Tuesday, May 19, 2015

Real Language



My son and I have the BEST conversations in the car. Part of that is necessity -- captive audience and all. Noah sits tall in his booster seat, and I can catch a glimpse of his messy curls in the rearview mirror. My eyes are on the road ahead, so he can talk to me and tell me things, but not see my facial expression. It's a safe place to test out hard questions. And it's a perfect place to answer when I'd rather he not see the expression on my face!

Last week's booster-seat confessional was an open discussion between my 7 year old son and I. He began matter-of-factly. "So, you're not my real mom...."


I knew the day would come when those words were spoken. But I imagined it would be during a moment of anger or disappointment, not on a quiet afternoon drive.

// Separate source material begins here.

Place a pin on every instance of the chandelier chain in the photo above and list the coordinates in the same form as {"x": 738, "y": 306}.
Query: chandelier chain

It stung, and that surprised me. But the sting was more for him than for me. He was unraveling another piece of his adoption story, or perhaps revisiting a truth that had been shared and re-shared with him over and over again. 

"What do you mean, Noah?" I said, as calmly and non-hysterically as possible.

"You know. You didn't have me in your tummy. So you're not my real mom."

I couldn't correct him. He was right. She IS his real mother. What Noah needed in that moment was reassurance that she is important. That she matters. And that while I may not have been first, I would be forever.

"Yes, Noah, you grew inside Mommy ___. She is your first mother. Then you lived with Grammy. She was your foster mother. And then you came home to daddy and I. We are your dad and mom. And now you are here. Forever. And ever." 

We stopped at a red light. I adjusted the mirror and looked back at him. He was deep in thought, chewing on the collar of his t-shirt. He didn't look up. 


"You all had a job." he said. 

"We are all very lucky to be mothers to you."

"Maybe I'll see her one day. When I'm old. Like 20."

"Maybe, son. I hope you will."

"I have lots of mothers." he continued. "And what about Mika?" he looked over at his sister and snatched the board book out of her hands. Wails ensued. Warning was issued. Book was tossed back into the toddler's outstretched arms. 

"You know Michaela's story," I said.

"Becky is Mika's real mom and you are her mom now." he quipped. "But I had Grammy. So I have more moms than Mika!" 

Leave it to a seven year old boy to find an opportunity for one-up-manship in any adoption conversation.

I let him have his victory. I'm just grateful he let me in on it.